Luiz Henrique Da Silva Correa

Topic

Safer Alternatives to Prevent Biofouling in Reverse Osmosis Polyamide Membrane Systems

Department of Civil Engineering

Date & location

• Thursday, June 27, 2024

• 7:00 A.M.

• Virtual

Reviewers

Supervisory Committee

• Dr. Heather Buckley, Department of Civil Engineering, University of Victoria (Supervisor)

• Dr. Caetano Dorea, Department of Civil Engineering, UVic (Member)

• Dr. Caren Helbing, Department of Biochemistry and Microbiology, UVic (Outside Member) 

External Examiner

• Dr. Oliver Iorhemen, Department of Environmental Engineering, University of Northern British Columbia 

Chair of Oral Examination

• Dr. Bob Chow, Department of Biology, UVic

   

Abstract

Biofouling is the main technical barrier to the widespread application of reverse osmosis (RO) technology in addressing worldwide water scarcity. Biofouling reduces permeate production, escalates energy demands, and exacerbates the environmental impacts associated with RO technology. To overcome these challenges, this PhD project proposed a platform to select and test safe and green anti-biofouling agents to prevent biofouling in drinking water RO system applications. The platform consisted of a screening protocol followed by a validation protocol. The proposed platform was applied to assess the applicability of nine chemicals (MIT: 2-methyl-4-isothiazolin-3 one; DBNPA: 2,2-dibromo-3-nitrilopropionamide; SBS: sodium bisulfite; SB: sodium benzoate, PE: phenoxyethanol; LAE: ethyl lauroyl arginate, PHMGH: Polyhexamethylene guanidine hydrochloride; BDMDAC: Benzyldimethyldodecyl ammonium chloride; SNP: Sodium nitroprusside) for preventing membrane biofouling in RO potable water applications. The screening protocol involved three phases: a comprehensive review, antibiofouling testing, and polyamide membrane compatibility testing. The comprehensive review investigated the applicability of the selected biocides in preventing and controlling biofouling in RO systems. It evaluated their antimicrobial efficiency, hazard levels, membrane compatibility, and suitability for drinking water treatment. Antibiofouling testing involved biofouling experiments on a CDC biofilm reactor with the minimum concentrations determined in microtiter plates. Confocal Scanning Laser Microscopy (CLSM) and Scanning Electron Microscopy (SEM) were used to analyze the biocides' anti-biofilm efficacies under dynamic conditions relative to the minimum biofilm inhibitory and eradication concentrations. Polyamide membrane compatibility testing assessed membrane compatibility via rapid membrane degradation tests. Attenuated Total Reflectance Fourier Transform Infrared Spectroscopy (ATR-FTIR), Atomic Force Microscopy (AFM), and SEM were used to assess the polyamide membrane damage due to exposure to biocides.  
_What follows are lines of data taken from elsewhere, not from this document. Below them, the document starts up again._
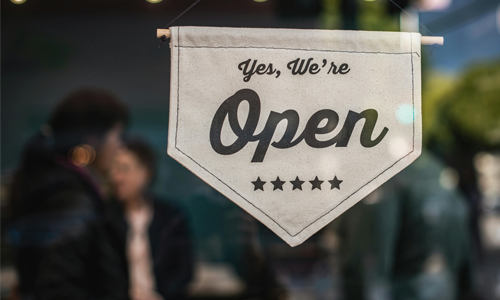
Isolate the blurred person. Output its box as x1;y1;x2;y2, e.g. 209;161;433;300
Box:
38;139;193;300
8;89;128;299
335;151;474;300
188;188;288;300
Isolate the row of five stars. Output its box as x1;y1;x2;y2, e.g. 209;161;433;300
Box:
252;176;342;191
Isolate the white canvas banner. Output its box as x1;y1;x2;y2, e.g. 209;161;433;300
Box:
168;27;422;246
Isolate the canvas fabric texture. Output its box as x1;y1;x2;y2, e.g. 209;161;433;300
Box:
168;27;422;246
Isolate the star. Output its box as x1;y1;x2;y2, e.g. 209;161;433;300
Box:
328;176;343;190
309;176;324;190
271;176;286;191
252;177;266;191
290;176;305;191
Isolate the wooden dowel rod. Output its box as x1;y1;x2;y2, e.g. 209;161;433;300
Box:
156;29;444;45
156;29;170;39
420;36;444;46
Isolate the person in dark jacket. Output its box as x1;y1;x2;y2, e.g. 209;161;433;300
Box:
39;139;193;300
8;89;128;299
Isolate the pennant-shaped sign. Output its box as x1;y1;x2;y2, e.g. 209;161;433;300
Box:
168;27;422;246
The screening protocol revealed that DBNPA and MIT pose hazards to both human health and the environment, making them unsuitable as a full-scale solution to prevent biofouling in RO potable water applications. SBS was also considered to be unsuitable due to its low antibiofilm efficacy and pH dependency. PE and SB were deemed unsuitable due to their moderate antibiofilm efficacy and incompatibility with polyamide membranes. BDMDAC was considered unsuitable for biofouling control in RO potable water applications due to its inefficacy against biofilms and common biofilm forming microorganisms in RO systems. Further research beyond this PhD is required to assess the suitability of PHMGH and SNP for use in RO potable water applications, given their early stage of development and limited available information in the literature. Among the examined chemicals, LAE was the only biocide to successfully pass all phases of the proposed screening protocol, emerging as a promising safe chemical alternative to prevent biofouling in RO systems. LAE showed the highest efficacy against P. aeruginosa biofilms among the tested biocides, successfully preventing biofilm formation by over 98% and removing existing biofilms by more than 99% from RO membranes. Additionally, rapid membrane degradation tests indicated that LAE did not cause morphological or chemical damage to the membranes. Consequently, LAE was the only biocide recommended to advance to further experiments in a RO benchtop system outlined in the validation protocol. 

Therefore, considering the current need for greener alternatives to prevent biofouling in RO polyamide membrane systems in potable water applications, this PhD project has the potential to contribute to the use of RO technology for the provision of reliable, secure, and safe water supply to municipalities, industries, marginalized groups, remote work sites, and Indigenous communities. This was accomplished by establishing a platform to screen anti-biofouling agents for preventing biofouling in RO drinking water applications, alongside the identification of a promising biocide (LAE) to address membrane biofouling in RO drinking water applications.